SAN FRANCISCO — Mayor Gavin Newsom said Monday that he plans to seek counseling for alcohol use, following the disclosure that he had an affair with the wife of a trusted aide.
Newsom, 39, said that while "my problems with alcohol are not an excuse for my personal lapses in judgment," he had stopped drinking and wanted professional help staying sober.
"Upon reflection with friends and family this weekend, I have come to the conclusion that I will be a better person without alcohol in my life," Newsom said in a statement.
Newsom said he would be receiving treatment from Mimi Silbert, the founder and director of the Delancey Street Foundation in San Francisco, and that it would not affect his duties as mayor.

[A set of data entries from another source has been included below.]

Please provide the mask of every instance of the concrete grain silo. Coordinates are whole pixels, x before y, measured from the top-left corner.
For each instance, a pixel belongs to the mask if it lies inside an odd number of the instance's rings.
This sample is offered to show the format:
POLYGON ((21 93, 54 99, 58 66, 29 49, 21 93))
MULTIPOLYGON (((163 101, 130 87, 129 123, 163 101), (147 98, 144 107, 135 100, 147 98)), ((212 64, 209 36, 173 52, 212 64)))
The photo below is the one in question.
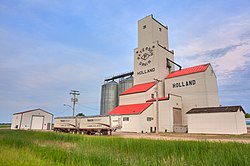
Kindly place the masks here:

Delancey Street provides a residential program for hard-core addicts, including ex-convicts and prostitutes. Although the mayor plans to work with her on an outpatient basis, the program she has in mind for him will hardly be cushy, said Silbert, who met with Newsom over the weekend.
"The good thing, to me, is that he came and asked for help from a place he knows would not be light," Silbert said.
Delancey Street, which she founded in 1971, does not rely on the 12-step philosophy of Alcoholics Anonymous, but works to address the underlying reasons for excessive drinking, she said.
For privacy reasons, Silbert would not elaborate on how specifically she planned to help Newsom, whom she described as "very serious" about getting help.
Before taking office in 2004, Newsom founded a wine store, a string of highly successful restaurants and the Plump Jack Winery in Napa County. He is running for a second term in November.